At the outset, the locomotives were the predominant class used on broad-gauge mainline services in South Australia. After railways commissioner William Webb introduced large locomotives of contemporary American design in the early 1920s, their roles were reduced to hauling freight and mixed (passenger and freight) trains on secondary mainlines, Adelaide suburban passenger trains and regional branchline passenger trains; and shunting in freight yards. A large group of Rx class locomotives, mainly early builds, were withdrawn from service in 1934; the remainder continued to serve into the mid-1960s.

==Preservation==
Ten members of the class remain in various states of preservation.
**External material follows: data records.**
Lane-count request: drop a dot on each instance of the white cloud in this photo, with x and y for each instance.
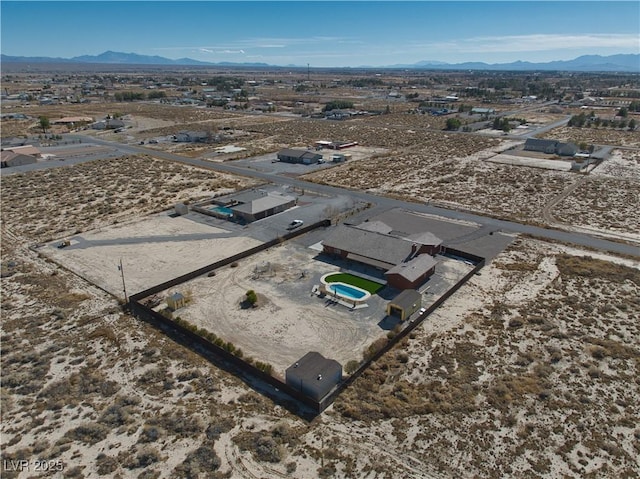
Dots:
(537, 42)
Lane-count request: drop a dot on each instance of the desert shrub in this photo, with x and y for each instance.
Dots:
(150, 434)
(222, 425)
(202, 460)
(252, 297)
(264, 367)
(106, 464)
(120, 413)
(89, 433)
(351, 366)
(188, 375)
(149, 474)
(374, 347)
(177, 424)
(74, 472)
(145, 457)
(262, 445)
(402, 356)
(328, 470)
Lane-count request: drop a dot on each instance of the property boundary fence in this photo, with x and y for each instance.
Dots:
(192, 339)
(479, 264)
(163, 323)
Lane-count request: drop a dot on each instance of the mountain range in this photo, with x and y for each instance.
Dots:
(587, 63)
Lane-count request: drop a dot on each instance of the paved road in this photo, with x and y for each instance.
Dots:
(581, 239)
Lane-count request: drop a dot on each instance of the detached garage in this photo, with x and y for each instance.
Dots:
(299, 156)
(314, 375)
(405, 304)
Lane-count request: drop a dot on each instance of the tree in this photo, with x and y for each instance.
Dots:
(44, 123)
(453, 124)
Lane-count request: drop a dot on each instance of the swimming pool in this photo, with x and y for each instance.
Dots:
(345, 290)
(221, 210)
(348, 292)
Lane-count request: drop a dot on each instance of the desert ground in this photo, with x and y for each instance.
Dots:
(289, 320)
(536, 358)
(152, 251)
(530, 370)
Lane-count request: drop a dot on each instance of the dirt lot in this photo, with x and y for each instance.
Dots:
(152, 250)
(596, 136)
(64, 201)
(466, 181)
(536, 359)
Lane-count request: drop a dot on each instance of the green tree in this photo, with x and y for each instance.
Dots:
(44, 123)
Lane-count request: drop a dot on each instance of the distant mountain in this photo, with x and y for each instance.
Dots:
(586, 63)
(119, 58)
(133, 59)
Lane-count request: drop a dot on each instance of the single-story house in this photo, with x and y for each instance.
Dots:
(264, 206)
(314, 375)
(550, 147)
(306, 157)
(181, 209)
(10, 158)
(405, 304)
(340, 145)
(108, 124)
(406, 260)
(412, 273)
(192, 136)
(566, 149)
(255, 204)
(72, 120)
(483, 111)
(25, 150)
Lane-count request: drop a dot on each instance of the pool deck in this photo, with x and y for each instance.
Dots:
(317, 290)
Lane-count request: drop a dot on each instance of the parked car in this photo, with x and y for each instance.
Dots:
(295, 224)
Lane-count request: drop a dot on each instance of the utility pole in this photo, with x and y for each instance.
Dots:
(124, 285)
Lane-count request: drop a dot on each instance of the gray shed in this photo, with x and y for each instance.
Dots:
(314, 375)
(405, 304)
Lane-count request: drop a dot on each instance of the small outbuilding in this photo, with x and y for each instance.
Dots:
(405, 304)
(181, 209)
(176, 301)
(314, 375)
(411, 274)
(305, 157)
(9, 159)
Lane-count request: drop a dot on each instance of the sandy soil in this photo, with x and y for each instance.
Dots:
(162, 248)
(535, 359)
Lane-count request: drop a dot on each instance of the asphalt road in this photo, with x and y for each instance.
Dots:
(580, 239)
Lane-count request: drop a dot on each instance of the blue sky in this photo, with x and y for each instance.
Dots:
(330, 33)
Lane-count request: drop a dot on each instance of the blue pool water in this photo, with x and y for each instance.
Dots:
(223, 210)
(346, 290)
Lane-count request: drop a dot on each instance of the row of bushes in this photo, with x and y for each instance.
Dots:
(221, 343)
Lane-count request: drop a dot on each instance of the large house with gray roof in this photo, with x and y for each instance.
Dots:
(407, 260)
(551, 147)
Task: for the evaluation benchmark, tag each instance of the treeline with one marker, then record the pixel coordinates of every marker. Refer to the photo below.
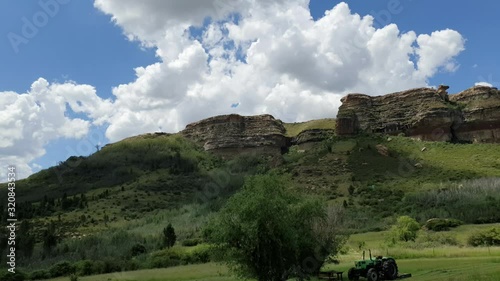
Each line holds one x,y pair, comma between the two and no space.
111,251
48,206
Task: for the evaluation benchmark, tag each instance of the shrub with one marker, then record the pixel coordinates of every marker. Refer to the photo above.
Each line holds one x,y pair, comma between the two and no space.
192,242
490,237
61,269
405,229
199,255
8,276
438,239
166,258
438,224
39,275
84,268
137,249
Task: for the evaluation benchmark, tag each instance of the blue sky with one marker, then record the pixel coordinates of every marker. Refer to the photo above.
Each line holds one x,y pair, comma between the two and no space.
80,44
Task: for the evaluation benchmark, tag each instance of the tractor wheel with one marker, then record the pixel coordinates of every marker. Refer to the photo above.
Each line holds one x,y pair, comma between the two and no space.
352,274
390,269
372,275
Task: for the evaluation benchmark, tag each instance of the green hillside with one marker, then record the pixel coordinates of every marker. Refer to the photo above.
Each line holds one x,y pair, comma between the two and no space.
130,190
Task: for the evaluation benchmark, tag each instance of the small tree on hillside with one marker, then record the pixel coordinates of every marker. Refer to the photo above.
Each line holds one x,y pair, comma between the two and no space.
169,236
405,229
270,233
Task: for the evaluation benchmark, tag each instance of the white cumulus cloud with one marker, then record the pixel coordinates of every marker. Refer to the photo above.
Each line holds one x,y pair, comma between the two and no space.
30,120
263,56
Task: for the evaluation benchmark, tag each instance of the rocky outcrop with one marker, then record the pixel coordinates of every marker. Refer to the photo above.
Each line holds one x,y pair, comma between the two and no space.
425,113
480,107
312,136
235,134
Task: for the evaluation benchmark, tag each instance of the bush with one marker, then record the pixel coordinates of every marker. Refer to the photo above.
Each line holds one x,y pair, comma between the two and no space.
438,224
84,268
166,258
405,229
9,276
192,242
61,269
490,237
199,255
39,275
137,249
433,239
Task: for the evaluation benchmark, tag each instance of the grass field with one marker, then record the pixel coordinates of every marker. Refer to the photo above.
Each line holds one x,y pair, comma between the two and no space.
449,263
424,269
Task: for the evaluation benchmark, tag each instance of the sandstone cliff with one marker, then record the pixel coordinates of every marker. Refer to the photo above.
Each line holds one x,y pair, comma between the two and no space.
424,113
234,134
481,114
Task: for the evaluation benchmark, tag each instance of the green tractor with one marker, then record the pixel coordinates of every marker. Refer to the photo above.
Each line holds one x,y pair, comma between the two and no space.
374,269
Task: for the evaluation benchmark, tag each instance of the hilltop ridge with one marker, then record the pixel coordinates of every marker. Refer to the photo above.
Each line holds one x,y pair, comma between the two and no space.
470,116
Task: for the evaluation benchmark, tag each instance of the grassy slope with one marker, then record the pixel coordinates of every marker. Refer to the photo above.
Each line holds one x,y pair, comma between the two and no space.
328,169
484,268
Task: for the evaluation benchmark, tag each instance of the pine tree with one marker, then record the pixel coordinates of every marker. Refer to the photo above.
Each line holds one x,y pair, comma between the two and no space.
169,236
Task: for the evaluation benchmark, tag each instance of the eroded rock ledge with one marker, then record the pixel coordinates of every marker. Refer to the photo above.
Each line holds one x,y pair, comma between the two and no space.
428,114
235,134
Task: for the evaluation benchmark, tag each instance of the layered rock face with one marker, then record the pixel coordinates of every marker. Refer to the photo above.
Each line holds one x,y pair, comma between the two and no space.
308,138
481,114
235,134
424,113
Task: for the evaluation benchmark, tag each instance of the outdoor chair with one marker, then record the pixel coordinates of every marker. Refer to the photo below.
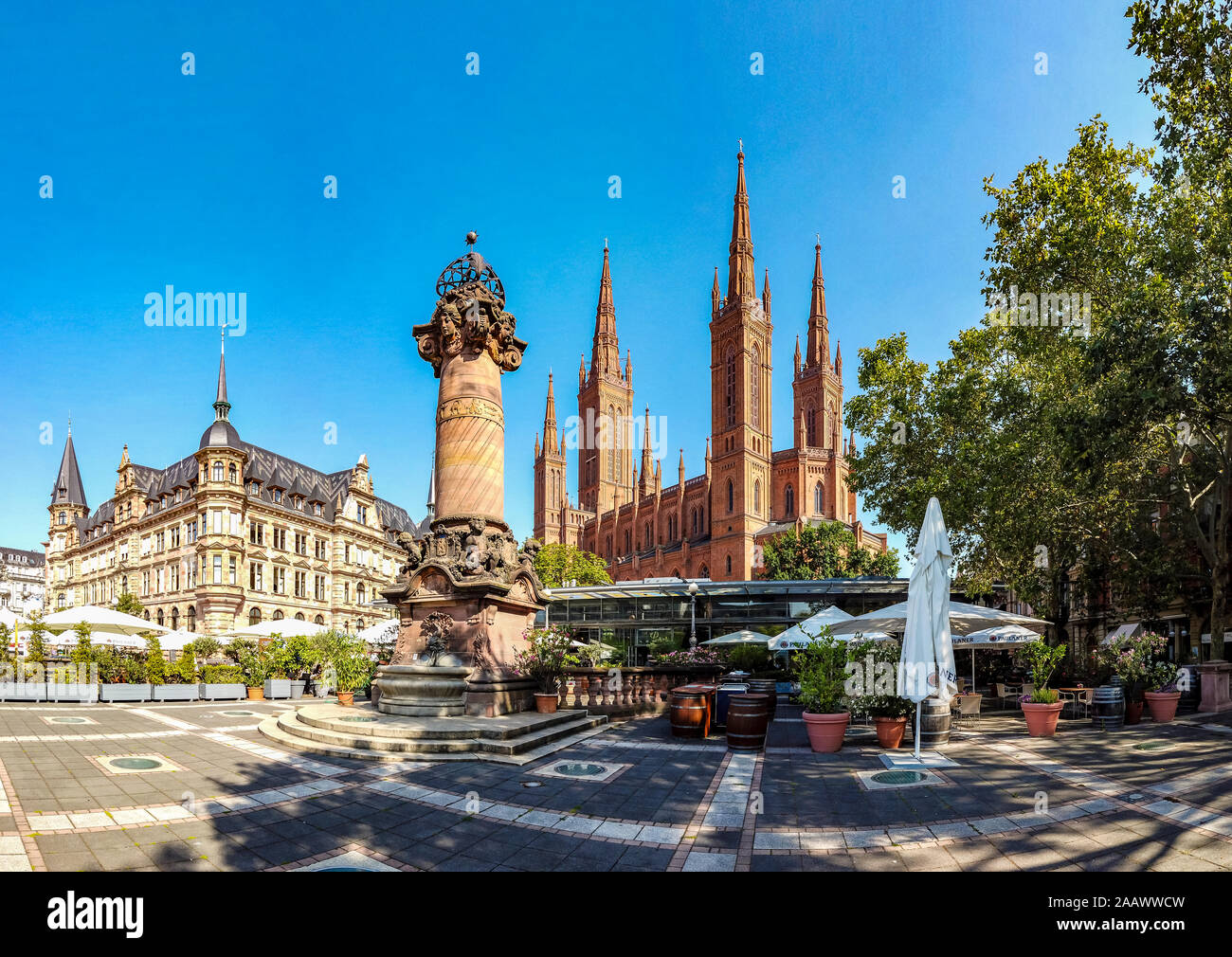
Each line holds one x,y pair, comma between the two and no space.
969,707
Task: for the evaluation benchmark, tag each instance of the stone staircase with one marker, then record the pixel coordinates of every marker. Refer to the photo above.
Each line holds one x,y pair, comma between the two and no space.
364,733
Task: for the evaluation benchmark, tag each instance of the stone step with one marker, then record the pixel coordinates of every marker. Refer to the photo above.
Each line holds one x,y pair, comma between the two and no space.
530,748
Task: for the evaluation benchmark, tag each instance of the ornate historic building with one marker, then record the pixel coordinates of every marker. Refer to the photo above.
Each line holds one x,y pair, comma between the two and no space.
710,525
228,536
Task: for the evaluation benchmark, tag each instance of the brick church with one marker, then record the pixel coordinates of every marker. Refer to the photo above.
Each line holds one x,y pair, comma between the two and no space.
710,525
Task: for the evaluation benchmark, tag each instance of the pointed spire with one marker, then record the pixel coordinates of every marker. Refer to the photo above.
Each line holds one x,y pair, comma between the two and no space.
550,444
605,355
68,479
740,283
818,323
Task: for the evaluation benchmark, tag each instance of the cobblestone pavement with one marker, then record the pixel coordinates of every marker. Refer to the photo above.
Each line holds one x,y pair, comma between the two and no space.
201,789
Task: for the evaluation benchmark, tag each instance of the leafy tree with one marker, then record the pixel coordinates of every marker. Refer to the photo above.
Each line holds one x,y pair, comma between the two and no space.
558,563
824,551
130,605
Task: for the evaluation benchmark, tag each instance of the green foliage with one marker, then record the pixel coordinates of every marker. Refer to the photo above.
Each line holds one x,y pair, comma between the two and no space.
130,605
822,668
1040,660
824,551
155,664
558,563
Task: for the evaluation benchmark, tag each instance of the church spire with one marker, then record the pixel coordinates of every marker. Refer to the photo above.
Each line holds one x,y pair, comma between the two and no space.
740,283
550,435
221,406
818,323
605,356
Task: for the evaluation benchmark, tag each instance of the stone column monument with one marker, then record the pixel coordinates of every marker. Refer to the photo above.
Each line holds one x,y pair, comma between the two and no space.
467,591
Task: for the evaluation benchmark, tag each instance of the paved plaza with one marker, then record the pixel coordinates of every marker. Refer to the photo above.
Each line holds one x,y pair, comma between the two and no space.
195,787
- Rx5: displayed outdoors at Kapunda.
- Rx55: displayed outdoors at Loxton.
- Rx93: displayed indoors at National Railway Museum, Port Adelaide.
- Rx160:awaiting cosmetic restoration at Murray Bridge.
- Rx191: displayed outdoors with an uncertain future at Victor Harbor.
- Rx201: displayed outdoors at Tailem Bend.
- Rx207: operational at SteamRanger, Mount Barker.
- Rx217: displayed outdoors at Nuriootpa.
- Rx224: operational at SteamRanger, Mount Barker.
- Rx231: displayed outdoors at Kadina.